Beyin sağlıklı bir evlilikte; mutluluk hormonu salgılıyor ve kendini güvende hissediyor. Eğer kendini güvende hissetmezse, organlara zarar veriyor ve erken ölüm gerçekleşiyor.
Evlilik; insanın mutlu yaşaması için hem psikolojik, hem de biyolojik olarak en uygun ortam. Ancak evlilik kurumu son zamanlarda çok zayıfladı.
Dr. OYA BOZKURT (Özel Gaziosmanpaşa Hastanesi Psikiyatristi)
BEKARLARDA KANSER RİSKİ FAZLA
Bazı çalışmalarda bekarların, evlilere göre yaşam boyu hastalanma riskinin yüksek olduğu ortaya çıkmıştır. Hatta boşanmış kişilerde; bu riskin, hiç evlenmemiş kişilere oranla daha yüksek olduğunu gösteren araştırmalar da vardır. Çocuk ve eşin olmamasının yanı sıra, yakın akraba ilişkilerinin eksikliği de bunda önemli rol oynamaktadır.
Bekarların veya boşanmış kişilerin güvenli olmayan cinsel ilişkileri, ölümcül hastalık riskini de beraberinde getirmektedir.
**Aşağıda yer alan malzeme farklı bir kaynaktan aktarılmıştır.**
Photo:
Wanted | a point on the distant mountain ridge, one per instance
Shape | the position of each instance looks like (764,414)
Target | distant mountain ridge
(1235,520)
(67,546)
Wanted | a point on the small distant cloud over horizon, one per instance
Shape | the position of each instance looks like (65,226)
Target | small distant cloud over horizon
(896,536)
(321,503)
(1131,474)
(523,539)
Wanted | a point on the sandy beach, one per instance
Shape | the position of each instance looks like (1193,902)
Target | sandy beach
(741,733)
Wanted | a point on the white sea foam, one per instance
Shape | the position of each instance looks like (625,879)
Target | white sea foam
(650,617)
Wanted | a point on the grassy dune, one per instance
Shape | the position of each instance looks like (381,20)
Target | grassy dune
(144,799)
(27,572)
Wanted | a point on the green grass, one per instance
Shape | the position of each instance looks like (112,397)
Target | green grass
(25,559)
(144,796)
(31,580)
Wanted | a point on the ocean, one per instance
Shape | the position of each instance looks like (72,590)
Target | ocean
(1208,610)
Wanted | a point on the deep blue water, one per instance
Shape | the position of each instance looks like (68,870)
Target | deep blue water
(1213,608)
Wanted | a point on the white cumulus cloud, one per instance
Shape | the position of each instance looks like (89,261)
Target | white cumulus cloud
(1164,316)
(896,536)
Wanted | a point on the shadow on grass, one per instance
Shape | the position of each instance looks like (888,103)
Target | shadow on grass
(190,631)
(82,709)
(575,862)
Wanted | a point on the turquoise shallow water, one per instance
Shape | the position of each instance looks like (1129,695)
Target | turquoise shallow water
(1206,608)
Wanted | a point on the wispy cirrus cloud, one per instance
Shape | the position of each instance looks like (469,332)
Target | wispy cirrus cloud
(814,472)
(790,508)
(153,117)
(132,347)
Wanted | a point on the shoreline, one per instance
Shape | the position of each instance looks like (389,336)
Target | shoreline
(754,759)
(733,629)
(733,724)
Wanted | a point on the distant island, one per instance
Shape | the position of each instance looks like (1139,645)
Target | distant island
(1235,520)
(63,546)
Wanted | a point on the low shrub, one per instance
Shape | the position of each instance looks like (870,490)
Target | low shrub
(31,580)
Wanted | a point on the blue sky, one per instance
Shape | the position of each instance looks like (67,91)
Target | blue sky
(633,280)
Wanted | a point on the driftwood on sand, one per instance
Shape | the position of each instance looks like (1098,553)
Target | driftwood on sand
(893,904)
Günümüzde hiç evlenmemiş insanlarda, evli olanlara oranla; Alzheimer, yumurtalık, rahim ve meme kanseri ile bazı ruhsal bozukluklara çok daha sık rastlanmaktadır.
ÇAĞATAY DEMİR (Beslenme ve Diyet Uzmanı)
SORUMLULUKLAR şiş manlat ıyor
Kadınlar evlilik öncesinde aileleri ile yaşarken, daha sağlıklı beslenirler. Ailelerinin evlerinde sebze gibi lif içeriği yüksek ve kalorisi düşük olan yiyecekleri daha sık tüketirler. Ayrıca bekar kadınların ev işleriyle ilgili sorumlulukları az olduğu için, spora da daha çok vakit ayırırlar.
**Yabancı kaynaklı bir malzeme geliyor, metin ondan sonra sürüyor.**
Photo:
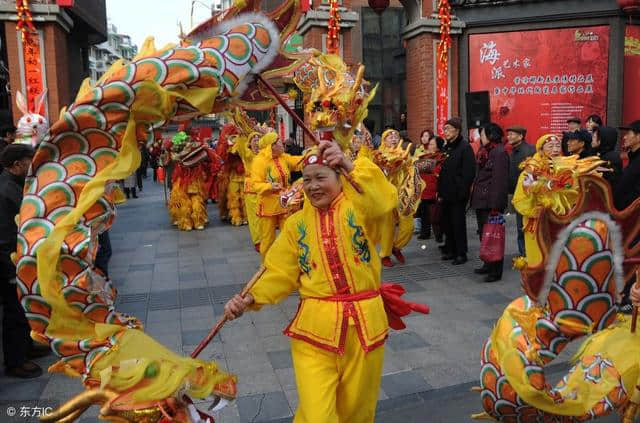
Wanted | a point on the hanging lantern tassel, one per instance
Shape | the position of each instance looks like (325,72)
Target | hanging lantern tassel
(333,30)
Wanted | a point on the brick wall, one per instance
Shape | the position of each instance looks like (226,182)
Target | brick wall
(420,80)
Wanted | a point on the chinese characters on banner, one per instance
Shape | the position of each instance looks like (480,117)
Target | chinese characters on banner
(539,79)
(33,68)
(631,101)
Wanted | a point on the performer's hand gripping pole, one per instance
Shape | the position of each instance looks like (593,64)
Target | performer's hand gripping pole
(301,123)
(214,331)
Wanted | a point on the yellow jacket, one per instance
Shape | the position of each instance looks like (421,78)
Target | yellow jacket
(328,253)
(265,170)
(246,155)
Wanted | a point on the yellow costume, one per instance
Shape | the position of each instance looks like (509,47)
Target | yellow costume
(266,170)
(242,147)
(547,183)
(341,324)
(392,238)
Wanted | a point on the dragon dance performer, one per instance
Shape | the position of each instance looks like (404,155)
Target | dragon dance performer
(393,241)
(324,252)
(270,174)
(550,181)
(194,164)
(248,148)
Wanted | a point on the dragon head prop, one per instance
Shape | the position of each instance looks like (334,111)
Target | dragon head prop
(187,150)
(337,99)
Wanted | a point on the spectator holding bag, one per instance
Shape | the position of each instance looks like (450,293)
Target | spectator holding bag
(491,189)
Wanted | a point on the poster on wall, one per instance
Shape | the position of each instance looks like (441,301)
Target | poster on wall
(631,101)
(539,79)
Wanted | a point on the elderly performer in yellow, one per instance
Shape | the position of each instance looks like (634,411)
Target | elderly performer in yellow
(398,230)
(248,148)
(548,181)
(270,174)
(325,253)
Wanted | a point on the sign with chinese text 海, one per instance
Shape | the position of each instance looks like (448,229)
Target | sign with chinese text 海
(539,79)
(34,81)
(631,102)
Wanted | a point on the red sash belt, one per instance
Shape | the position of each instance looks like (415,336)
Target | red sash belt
(394,305)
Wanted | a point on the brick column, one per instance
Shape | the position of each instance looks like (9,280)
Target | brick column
(421,37)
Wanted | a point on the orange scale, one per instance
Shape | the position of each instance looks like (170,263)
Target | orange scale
(577,289)
(215,43)
(596,309)
(47,176)
(563,265)
(98,139)
(581,247)
(116,116)
(507,392)
(70,267)
(263,36)
(98,314)
(70,145)
(37,327)
(537,380)
(600,270)
(27,211)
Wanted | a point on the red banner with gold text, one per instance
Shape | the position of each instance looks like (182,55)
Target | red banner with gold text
(33,69)
(538,79)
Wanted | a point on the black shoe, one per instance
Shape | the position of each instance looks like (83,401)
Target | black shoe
(39,351)
(484,270)
(492,278)
(27,370)
(459,260)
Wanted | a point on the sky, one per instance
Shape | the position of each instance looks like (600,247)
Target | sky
(157,18)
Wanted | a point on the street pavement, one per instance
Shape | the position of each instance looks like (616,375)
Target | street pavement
(177,282)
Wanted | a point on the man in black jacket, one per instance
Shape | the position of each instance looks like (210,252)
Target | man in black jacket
(454,187)
(520,151)
(16,342)
(627,188)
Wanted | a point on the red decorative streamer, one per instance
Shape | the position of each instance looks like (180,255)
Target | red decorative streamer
(25,20)
(442,65)
(333,41)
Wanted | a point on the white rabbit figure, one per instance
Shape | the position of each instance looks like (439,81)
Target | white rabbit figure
(32,127)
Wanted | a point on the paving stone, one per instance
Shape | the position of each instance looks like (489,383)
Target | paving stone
(280,359)
(405,340)
(164,300)
(263,407)
(403,383)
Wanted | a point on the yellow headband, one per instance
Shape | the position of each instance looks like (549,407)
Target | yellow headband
(268,140)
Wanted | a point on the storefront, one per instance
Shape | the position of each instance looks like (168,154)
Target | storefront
(543,62)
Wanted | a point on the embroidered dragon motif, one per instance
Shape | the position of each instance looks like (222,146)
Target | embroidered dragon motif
(303,249)
(358,240)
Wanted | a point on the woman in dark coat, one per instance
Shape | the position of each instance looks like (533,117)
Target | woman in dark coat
(491,189)
(604,142)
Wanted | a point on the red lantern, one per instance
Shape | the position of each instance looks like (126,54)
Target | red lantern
(629,6)
(378,6)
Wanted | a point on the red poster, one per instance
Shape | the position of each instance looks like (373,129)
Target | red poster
(33,68)
(538,79)
(631,102)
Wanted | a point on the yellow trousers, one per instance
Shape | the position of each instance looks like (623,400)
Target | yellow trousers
(251,202)
(334,388)
(268,227)
(396,233)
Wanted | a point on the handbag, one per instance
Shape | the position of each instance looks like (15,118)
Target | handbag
(493,238)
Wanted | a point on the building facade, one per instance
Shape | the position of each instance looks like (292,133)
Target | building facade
(55,57)
(103,55)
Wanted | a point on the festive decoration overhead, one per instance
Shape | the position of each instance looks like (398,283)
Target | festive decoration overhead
(442,64)
(379,6)
(25,20)
(333,37)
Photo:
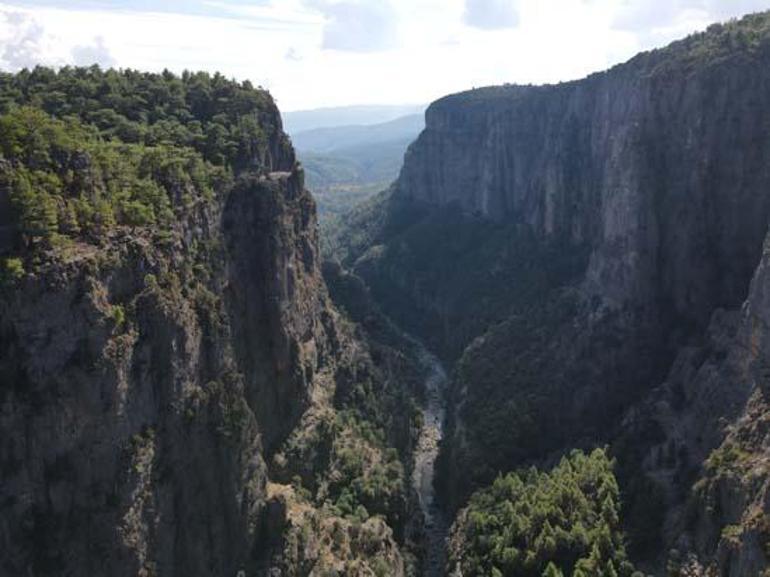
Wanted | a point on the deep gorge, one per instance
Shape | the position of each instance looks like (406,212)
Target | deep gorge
(190,386)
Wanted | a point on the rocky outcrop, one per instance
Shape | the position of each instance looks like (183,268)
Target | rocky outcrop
(149,378)
(144,384)
(571,247)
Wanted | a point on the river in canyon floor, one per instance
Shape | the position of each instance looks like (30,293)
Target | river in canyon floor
(436,527)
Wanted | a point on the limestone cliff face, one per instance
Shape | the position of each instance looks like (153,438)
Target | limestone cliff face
(656,164)
(711,414)
(144,383)
(572,247)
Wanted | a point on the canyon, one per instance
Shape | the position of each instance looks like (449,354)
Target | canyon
(542,350)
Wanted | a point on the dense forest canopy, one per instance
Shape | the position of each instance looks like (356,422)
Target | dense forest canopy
(533,523)
(83,151)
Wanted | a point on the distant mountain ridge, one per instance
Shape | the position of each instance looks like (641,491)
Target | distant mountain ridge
(329,139)
(304,120)
(347,164)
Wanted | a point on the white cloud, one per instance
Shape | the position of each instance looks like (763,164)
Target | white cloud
(491,14)
(358,25)
(96,53)
(313,53)
(24,41)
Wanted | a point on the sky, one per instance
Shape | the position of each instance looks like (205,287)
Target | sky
(319,53)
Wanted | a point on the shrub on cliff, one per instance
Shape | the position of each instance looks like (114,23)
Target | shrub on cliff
(564,522)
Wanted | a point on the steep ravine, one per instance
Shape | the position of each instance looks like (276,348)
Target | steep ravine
(582,255)
(436,520)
Evlilikle birlikte çalışan kadının sorumluğu artar. Ev işleri ve yemek kadının üzerine kalır. Çiftler çoğu zaman dışarıdan hazır gıdalara yönelirler. Bu da kadının kilo almasına neden olur.
Bekar yaşam, pek çok erkek için sağlıksız beslenme demektir. Boşanan erkeklerin kilo alması tamamen bekar hayatın getirdiği düzensiz yaşamdan kaynaklanır.
PSİKOLOG BETÜL BİLGEN (Avcılar Medicana Hastanesi)
Medeni haliyle ilgili de ğildir
Şişmanlığın medeni durumla ilgisi olmadığını, kişinin tamamen yaşam kalitesi ve beslenme disipliniyle ilgili olduğunu düşünüyorum. Çünkü ev işleri, kadınların spora ayıracakları zamanı tamamen almaz. Ayrıca günümüzde eşler ev işlerinde birbirlerine çok yardımcı oluyor, işleri paylaşabiliyorlar.
TAMAMEN KİŞİSELDİR
Bekar kadınların; bakımlı görünmek uğruna zayıf kalabilme isteğinin evlilikle birlikte yok olması, evliliğin getirdiği mutsuzluk olarak yorumlanabilir ama bu tamamen kişiseldir. Ayrıca boşanma sonrası kilosuna çok dikkat eden, spor yapan erkekler de vardır.